一 高速自動車国道若しくは一級国道又は二級国道のうち政令で定める主要な区間
二 日本国有鉄道が設置する幹線鉄道のうち政令で定める主要な区間
三 第一種空港
四 都の特別区の存する区域又は人口五十万以上の市の区域における交通の混雑を緩和するため整備することを要する道路、駅前広場、鉄道又は軌道で政令で定める主要なもの
五 公衆電気通信役務に対する需要の急激な増加に対応するため整備することを要する電話施設のうち、都の特別区の存する区域若しくは人口五十万以上の市の区域に設置する政令で定める主要な施設又は政令で定める主要な市外通話幹線路の中継施設
六 河川法(明治二十九年法律第七十一号)が適用される河川若しくはその河川に設置する政令で定める主要な治水施設又は広域的な用水対策を緊急に講ずる必要のある地域に給水するため設置する政令で定める大規模な利水施設
七 電気に関する臨時措置に関する法律(昭和二十七年法律第三百四十一号)の規定によりその例によるものとされた旧公益事業令(昭和二十五年政令第三百四十三号)による電気事業の用に供する発電施設又は送電変電施設で政令で定める主要なもの
八 前各号の一に掲げるものに関する事業のために欠くことができない通路、橋、鉄道、軌道、索道、電線路、水路、池井、土石の捨場、材料の置場、職務上常駐を必要とする職員の詰所又は宿舎その他の施設
第二章 特定公共事業の認定
(事業の説明等)
第三条 起業者は、特定公共事業の認定を受けようとするときは、あらかじめ、事業の目的及び内容並びに事業を緊急に施行することを要する理由について、事業を施行しようとする土地が所在する都道府県の知事及び市町村(都の特別区の存する区域にあつては、特別区)の長並びにその土地及びその附近地の住民に説明し、これらの者から意見を聴取する等の措置を講ずることにより、事業の施行についてこれらの者の協力が得られるよう努めなければならない。この場合において、住民に対する説明及びその意見の聴取については、少なくとも建設省令で定める程度の措置を講じなければならない。
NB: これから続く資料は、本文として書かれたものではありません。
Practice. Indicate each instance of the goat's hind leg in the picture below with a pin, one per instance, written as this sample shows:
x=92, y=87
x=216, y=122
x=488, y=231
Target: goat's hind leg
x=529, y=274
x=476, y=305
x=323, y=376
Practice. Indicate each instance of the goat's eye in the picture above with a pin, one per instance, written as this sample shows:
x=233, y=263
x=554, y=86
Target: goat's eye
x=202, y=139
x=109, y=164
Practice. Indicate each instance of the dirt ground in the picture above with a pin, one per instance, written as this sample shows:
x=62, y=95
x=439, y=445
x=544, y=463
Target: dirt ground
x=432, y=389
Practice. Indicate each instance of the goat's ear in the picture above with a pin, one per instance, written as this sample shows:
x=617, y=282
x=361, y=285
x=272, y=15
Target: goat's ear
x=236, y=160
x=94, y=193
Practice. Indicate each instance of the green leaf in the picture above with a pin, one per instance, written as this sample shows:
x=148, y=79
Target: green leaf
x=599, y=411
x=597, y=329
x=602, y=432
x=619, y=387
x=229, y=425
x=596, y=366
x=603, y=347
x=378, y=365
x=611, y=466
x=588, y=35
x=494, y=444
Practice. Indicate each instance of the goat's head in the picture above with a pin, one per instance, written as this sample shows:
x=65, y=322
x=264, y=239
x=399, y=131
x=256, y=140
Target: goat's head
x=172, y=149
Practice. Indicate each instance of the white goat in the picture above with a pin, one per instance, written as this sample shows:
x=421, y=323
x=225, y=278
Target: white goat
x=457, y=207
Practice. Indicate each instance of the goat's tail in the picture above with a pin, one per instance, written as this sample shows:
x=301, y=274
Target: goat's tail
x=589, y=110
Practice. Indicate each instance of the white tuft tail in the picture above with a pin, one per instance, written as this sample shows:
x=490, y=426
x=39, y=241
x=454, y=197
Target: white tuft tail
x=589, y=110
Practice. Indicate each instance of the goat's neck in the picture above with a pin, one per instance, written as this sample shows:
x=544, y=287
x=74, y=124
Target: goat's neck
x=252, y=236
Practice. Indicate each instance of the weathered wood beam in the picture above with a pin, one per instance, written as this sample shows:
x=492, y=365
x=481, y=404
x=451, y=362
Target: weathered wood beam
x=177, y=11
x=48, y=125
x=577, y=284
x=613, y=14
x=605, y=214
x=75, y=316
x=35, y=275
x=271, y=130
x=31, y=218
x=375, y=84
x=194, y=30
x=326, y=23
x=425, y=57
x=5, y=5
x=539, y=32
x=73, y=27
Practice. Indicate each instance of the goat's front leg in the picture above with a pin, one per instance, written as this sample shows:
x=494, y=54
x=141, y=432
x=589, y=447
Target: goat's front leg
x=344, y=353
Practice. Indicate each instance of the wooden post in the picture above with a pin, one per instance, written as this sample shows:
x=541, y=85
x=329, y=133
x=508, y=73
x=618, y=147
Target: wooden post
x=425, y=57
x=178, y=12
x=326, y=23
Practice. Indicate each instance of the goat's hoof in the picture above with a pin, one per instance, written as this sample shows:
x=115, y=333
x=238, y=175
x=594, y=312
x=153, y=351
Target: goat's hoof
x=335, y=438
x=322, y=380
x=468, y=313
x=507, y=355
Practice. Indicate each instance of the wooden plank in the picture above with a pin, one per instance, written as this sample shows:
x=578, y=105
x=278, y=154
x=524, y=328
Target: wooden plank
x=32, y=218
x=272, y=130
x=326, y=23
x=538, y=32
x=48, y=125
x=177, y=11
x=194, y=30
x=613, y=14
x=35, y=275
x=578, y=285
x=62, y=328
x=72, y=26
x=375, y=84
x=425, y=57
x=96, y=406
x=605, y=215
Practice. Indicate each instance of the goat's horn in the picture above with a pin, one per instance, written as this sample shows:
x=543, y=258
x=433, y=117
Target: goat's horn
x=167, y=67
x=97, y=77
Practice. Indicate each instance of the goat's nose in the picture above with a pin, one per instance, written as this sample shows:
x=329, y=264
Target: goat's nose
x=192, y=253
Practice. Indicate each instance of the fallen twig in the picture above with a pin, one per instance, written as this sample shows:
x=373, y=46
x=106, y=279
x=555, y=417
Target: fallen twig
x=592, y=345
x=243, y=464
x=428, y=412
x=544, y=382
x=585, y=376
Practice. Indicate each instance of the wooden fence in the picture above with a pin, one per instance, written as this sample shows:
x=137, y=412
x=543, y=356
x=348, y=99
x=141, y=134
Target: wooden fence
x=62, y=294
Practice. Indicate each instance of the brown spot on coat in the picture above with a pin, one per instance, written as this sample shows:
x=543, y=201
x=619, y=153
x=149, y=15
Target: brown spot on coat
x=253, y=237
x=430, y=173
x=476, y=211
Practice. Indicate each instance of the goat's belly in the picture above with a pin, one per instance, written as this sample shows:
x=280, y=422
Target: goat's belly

2 都道府県知事及び市町村長(都の特別区の存する区域にあつては、特別区長)は、前項の起業者に対し、事業の用に供する土地の取得について協力しなければならない。
(特定公共事業の認定の申請)
第四条 起業者は、特定公共事業の認定を受けようとするときは、建設省令で定める様式に従い、次に掲げる事項を記載した特定公共事業認定申請書を建設大臣に提出しなければならない。
一 起業者の名称
二 事業の種類
三 起業地
四 特定公共事業の認定を申請する理由
2 前項の申請書には、建設省令で定める様式に従い、次に掲げる書類を添附しなければならない。
一 事業計画書
二 起業地及び事業計画を表示する図面
三 起業地内に土地収用法第四条に規定する土地があるときは、その土地に関する調書、図面及び当該土地の管理者の意見書
四 起業地内にある土地の利用について法令の規定による制限があるときは、当該法令の施行について権限を有する行政機関の意見書
五 事業の施行に関して行政機関の免許、許可又は認可等の処分を必要とする場合においては、これらの処分があつたことを証明する書類又は当該行政機関の意見書
六 前条第一項の規定により講じた措置の経過説明書
3 前項第三号から第五号までに掲げる意見書は、起業者が意見を求めた日から三週間を経過してもこれを得ることができなかつたときは、添附することを要しない。この場合においては、意見書を得ることができなかつた事情を疎明する書面を添附しなければならない。
(手数料)
第五条 前条第一項の規定によつて特定公共事業の認定を申請する者は、二万円をこえない範囲内において政令で定める額の手数料を国に納めなければならない。ただし、これらの者が国又は都道府県であるときは、この限りでない。
(特定公共事業認定申請書の欠陥の補正及び却下)
第六条 第四条の規定による特定公共事業認定申請書及びその添附書類が同条又は同条に基づく建設省令に規定する方式を欠くときは、建設大臣は、相当な期間を定めて、その欠陥を補正させなければならない。前条の規定による手数料を納めないときも、同様とする。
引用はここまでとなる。